Çocuk gibi onlar didişdikce bizim tek yaptığımız izlemekti.
"Sen benimle evlenmek istemiyor musun?" Abimin sorusuyla Zerda afalladı.
"O ne demek, Tufan? İstiyorum, tabii ki."
"O zaman evlenelim."
"Yuh!" Süleyman genişleyen irislerle onlara baktı. "Abi istersen arayayım nikah memurunu, yıldırım nikahımız var gelin diye."
"Ne duruyorsun?" Abim omuz çekti. "Ara gelsinler!"
"Nereye geliyorlar ya? Gelinliğim yok benim!" Zerda'nın yeşil gözleri genilşedi. "Makyajımda yok!"
"Makyaja ihtiyacın yok, böyle de güzelsin." Abimin iltifatıyla Zerda'nın dudaklarında bir tebessüm seğirdi.
"İmamı arayin imamı. Nikah günune kadar bekleyemez bu." Dedi Cafer gülerek.
"Ya, sizin derdiniz ne?" Zerda somurtarak baktı onlara. "Ben evleneceksem bile hayallerimdeki gibi evleneceğim."
"Zerda, sus kardeşim. Sus güzelim." Aziz abi ona sert gözlerle baktı. "Ben seni buna vermem.
"Abi ya, en iyi arkadaşınla evleniyorum işte!'
"Kız yabancıya gitmiyor." Yavuz sonunda konuya dahil olarak Aziz abiyi kışkırtmaya başladı. "Sen bu çocuğa kardeşim de kardeşim demiyor musun? İşte güvendiğin birine emanet ediyorsun."
"Damat?" Dedi abim kaşlarını kaldırıp koltukta öne eğilerek. "Sen misin ula?"
"Bozma, ikna edeceğim." Yavuz onaylar bir şekilde başını salladı. Ardından Aziz abiye baktı. "Gel he de sen, evlendirelim biz bunları."
"Pişt damat, hazır konuya girmişken iste kızı." Abim Yavuz'u dürttüğünde Yavuz boş gözlerle ona baktı.
"Orada dur işte, çiçek yok çikolata yok, nasıl isteyeyim kızı?"
"Siz baya baya ciddisiniz." Dedim şokla Yavuz'a bakarken.
"Değil çiçek çikolata, alayınız gelse alamaz Zerda'yı!" Aziz abi kararından dönmeden Zerda'ya baktı. "Kalk kız oradan."

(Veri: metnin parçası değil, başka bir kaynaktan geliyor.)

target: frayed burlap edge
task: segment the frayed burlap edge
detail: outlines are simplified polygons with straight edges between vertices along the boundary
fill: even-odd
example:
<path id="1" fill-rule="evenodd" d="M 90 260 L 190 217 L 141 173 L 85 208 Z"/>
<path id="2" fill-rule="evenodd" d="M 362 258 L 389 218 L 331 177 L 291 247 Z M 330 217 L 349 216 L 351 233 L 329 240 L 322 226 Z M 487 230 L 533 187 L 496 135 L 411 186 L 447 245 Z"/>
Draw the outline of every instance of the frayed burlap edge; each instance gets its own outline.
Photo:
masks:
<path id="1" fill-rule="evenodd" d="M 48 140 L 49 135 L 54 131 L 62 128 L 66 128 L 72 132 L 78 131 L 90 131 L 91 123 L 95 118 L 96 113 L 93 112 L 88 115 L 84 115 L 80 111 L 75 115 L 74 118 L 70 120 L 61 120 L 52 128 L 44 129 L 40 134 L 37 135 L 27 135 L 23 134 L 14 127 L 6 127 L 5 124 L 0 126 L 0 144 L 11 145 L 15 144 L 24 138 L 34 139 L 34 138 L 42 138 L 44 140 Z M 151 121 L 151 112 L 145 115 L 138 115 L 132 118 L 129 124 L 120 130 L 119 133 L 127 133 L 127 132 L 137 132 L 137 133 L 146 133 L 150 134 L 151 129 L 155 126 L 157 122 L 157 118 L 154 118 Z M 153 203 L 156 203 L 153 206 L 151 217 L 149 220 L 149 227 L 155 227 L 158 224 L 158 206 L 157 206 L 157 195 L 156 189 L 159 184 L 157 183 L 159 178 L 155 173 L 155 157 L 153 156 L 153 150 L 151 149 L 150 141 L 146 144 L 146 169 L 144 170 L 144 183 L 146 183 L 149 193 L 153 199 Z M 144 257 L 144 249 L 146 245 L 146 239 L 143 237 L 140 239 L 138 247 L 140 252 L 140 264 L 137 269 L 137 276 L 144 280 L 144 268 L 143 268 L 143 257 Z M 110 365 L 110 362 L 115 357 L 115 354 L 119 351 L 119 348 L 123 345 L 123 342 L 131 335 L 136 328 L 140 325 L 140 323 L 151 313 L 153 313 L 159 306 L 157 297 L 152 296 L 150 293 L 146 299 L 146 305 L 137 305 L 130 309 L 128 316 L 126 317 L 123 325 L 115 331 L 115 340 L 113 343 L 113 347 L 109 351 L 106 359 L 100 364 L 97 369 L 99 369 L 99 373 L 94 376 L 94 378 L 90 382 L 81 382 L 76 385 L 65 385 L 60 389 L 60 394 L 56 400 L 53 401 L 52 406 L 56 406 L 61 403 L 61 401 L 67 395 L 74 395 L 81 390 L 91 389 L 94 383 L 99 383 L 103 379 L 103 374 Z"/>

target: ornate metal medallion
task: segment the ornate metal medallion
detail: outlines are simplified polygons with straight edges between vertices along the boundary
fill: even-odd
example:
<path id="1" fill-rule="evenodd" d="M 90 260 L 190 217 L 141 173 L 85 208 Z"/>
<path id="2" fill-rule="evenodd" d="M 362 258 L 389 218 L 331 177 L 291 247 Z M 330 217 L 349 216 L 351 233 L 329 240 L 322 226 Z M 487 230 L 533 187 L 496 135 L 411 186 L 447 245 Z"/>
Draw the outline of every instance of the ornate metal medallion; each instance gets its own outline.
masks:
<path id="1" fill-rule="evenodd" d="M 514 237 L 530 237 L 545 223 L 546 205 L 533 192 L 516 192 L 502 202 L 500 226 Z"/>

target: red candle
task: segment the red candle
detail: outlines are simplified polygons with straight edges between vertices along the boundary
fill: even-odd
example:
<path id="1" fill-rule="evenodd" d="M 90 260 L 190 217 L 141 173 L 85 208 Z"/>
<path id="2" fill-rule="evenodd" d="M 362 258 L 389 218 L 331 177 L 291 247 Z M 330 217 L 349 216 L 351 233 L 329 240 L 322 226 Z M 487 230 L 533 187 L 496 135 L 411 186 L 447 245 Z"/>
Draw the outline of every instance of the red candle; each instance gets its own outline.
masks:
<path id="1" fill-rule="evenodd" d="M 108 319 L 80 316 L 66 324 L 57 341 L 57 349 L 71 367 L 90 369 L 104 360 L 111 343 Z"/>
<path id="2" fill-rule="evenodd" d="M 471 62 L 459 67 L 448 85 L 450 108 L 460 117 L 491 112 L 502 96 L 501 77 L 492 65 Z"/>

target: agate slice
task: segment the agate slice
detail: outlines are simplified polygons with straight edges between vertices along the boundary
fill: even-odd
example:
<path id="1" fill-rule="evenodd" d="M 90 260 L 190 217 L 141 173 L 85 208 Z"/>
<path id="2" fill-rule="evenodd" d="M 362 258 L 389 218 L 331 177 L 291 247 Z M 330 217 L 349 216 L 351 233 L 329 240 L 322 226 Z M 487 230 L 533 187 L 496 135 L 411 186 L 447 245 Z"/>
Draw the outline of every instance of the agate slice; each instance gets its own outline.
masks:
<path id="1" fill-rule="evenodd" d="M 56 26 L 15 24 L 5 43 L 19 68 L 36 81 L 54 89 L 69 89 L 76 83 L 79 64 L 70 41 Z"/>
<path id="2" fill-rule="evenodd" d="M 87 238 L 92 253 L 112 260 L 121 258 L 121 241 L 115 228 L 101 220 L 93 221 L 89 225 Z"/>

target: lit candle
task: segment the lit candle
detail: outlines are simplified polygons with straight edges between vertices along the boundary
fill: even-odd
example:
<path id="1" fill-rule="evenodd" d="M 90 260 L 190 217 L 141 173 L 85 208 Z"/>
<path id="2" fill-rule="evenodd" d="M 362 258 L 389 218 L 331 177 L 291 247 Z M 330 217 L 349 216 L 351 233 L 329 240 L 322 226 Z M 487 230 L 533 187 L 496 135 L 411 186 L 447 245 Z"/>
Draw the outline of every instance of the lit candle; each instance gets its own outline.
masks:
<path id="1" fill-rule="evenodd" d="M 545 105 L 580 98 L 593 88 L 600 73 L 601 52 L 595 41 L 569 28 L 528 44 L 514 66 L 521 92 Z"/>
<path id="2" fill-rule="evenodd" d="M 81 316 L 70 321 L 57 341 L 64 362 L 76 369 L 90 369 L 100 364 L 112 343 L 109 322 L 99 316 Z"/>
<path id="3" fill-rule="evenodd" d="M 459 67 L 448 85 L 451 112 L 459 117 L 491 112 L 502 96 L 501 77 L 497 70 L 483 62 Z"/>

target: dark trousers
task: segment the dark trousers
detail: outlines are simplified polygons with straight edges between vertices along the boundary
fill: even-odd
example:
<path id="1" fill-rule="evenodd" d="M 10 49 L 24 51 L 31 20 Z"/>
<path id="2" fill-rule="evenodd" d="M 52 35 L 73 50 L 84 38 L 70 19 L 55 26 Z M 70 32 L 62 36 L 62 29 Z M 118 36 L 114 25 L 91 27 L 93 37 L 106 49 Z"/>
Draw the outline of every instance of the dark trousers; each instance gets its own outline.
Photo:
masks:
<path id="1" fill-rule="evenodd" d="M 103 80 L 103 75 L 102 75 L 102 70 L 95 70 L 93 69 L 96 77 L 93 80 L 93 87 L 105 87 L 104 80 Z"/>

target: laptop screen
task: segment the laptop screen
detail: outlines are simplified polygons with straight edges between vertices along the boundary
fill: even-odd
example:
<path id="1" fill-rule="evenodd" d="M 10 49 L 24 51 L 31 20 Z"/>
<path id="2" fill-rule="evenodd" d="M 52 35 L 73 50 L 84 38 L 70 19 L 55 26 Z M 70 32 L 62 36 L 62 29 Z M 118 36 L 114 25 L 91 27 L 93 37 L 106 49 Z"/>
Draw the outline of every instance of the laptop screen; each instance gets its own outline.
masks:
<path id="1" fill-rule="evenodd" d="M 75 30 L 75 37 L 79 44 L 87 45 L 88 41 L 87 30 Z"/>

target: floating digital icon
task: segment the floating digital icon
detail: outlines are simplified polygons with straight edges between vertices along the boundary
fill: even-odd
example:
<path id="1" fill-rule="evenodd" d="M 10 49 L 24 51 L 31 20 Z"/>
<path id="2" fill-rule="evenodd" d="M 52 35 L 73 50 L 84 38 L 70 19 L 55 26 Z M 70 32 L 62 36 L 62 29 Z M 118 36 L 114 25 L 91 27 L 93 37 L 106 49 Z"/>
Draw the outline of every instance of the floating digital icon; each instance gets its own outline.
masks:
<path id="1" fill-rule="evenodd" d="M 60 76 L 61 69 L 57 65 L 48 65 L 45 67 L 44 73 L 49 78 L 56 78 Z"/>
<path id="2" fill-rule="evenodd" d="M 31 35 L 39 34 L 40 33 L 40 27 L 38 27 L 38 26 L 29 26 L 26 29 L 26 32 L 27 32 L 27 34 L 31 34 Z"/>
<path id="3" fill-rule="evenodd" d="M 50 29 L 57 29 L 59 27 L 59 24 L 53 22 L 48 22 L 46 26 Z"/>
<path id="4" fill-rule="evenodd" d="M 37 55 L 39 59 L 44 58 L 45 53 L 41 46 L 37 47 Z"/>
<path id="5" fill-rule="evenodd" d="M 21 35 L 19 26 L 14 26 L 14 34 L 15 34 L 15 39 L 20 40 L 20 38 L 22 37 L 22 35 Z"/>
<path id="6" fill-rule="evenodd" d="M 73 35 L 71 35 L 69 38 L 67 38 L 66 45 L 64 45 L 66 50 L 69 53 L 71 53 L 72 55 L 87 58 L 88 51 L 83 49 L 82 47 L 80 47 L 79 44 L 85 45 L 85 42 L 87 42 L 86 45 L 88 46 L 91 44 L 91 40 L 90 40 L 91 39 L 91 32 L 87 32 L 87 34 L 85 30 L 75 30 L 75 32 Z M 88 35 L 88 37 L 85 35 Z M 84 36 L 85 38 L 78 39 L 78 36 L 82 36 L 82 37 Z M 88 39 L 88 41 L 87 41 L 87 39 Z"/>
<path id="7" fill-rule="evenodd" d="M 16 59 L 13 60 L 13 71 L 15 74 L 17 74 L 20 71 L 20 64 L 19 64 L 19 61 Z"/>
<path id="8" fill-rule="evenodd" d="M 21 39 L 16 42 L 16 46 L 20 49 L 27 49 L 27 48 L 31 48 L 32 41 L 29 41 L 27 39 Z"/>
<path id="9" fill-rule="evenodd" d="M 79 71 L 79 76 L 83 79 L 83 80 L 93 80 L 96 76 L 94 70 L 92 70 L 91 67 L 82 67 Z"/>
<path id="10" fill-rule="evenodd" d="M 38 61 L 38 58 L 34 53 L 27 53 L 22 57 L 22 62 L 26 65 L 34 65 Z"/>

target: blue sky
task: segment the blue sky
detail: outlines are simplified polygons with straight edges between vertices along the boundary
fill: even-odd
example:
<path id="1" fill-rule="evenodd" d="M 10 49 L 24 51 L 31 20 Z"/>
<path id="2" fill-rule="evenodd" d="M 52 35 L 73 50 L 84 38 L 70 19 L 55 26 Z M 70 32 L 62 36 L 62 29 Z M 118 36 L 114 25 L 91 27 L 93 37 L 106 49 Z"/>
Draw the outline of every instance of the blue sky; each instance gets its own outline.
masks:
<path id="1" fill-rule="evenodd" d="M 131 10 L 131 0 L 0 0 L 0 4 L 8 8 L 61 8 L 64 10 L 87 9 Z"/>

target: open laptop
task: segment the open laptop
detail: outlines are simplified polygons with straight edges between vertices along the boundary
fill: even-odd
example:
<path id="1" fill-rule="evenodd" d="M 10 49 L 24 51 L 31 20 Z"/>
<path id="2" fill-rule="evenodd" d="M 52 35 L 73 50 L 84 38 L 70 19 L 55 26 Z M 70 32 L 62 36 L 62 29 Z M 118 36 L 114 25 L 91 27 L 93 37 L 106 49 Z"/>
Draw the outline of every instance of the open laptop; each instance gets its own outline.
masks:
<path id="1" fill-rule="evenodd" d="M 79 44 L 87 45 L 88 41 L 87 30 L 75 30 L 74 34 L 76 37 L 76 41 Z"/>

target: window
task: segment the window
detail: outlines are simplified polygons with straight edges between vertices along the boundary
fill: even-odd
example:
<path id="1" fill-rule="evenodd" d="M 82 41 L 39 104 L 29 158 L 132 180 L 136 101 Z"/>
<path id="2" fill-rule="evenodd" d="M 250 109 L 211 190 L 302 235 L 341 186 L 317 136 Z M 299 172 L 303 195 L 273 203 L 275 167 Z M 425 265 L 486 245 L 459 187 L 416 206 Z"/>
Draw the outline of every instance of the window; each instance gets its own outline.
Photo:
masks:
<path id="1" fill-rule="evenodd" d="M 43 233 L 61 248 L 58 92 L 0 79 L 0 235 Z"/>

"Hayır." Zerda abime daha fazla sokuldu. "Sal bizi, aşiret ağası gibi takıldın peşimize!"
"Dile pabuç gibi, kalk kız!" Aziz abinin bağırmasıyla Zerda çocuk gibi sızlandı.
"Of abi ya!" Abimden zar zor ayrılarak kalktı. Aziz abinin yanına yürüdü küçük adımlarla. "Gece seni yastıkla boğacağım." Diye hiç tehdit olmayan bir tehditte bulunarak Aziz abinin yanına oturdu.
"Madem vermiyor, bizde isteyelim." Dedi Süleyman gayet rahat bir şekilde.
"Kız isteme mi?" Ceylan gülümsedi. "Hep nasıl olduğunu merak etmişimdir, yapalım!"
"İyude kim isteyecek?" Cafer kafası karışmış bir şekilde bize baktı.
"Aile büyüğünün istemesi gerekir." Hepimizin gözleri birbirimizin üstünde dolandı. Ardından aynı anda güldük.
"Ulan birinizinde mi bir akrabası yok?"
"Narin ablaya düşüyor iş." Dedi Süleyman gülerek. "En büyüğümüz o."
"Ben mi?" Narin genişleyen gözlerle bize baktı oturduğu tekli koltuktan. "Ben ne anlarım kız istemekten?"
"Ben anlarım." Devran'ın sesini duyduğumuzda aynı anda bakışlarımız salon kapı pervazına yaslanan Devran'a kaydı. Yeni gelmiş olmalıydı. Narin gözlerini onun yüzüne çıkardı, ardından düşmanca bir tavır takındı.
"İstemez." Çattı kaşlarını. "Seninle kız filan istemem ben."
"Benimle isteme." Dedi Devran ve Aziz işaret etti. "Erkek tarafı olacağımı kim söyledi, ben kız tarafıyım."
"Yani sen bize kızı vermeyeceksin?" Narin kaşlarını kaldırarak sorarken Devran sırıttı.
"Sen benden kız mız alamazsın." Bilerek Narin ablayı kışkırtmıyordu. Bu yolda gerçekten rekabete girmiştiler.
"Öyle de bir alırım ki!" Dedi Narin ayağa kalkarak kendinden emin bir tavırla. "Bak görürsün." Bize baktı. "Yarın isteyeceğiz Zerda'yı." Abime baktı. "Git yüzük al."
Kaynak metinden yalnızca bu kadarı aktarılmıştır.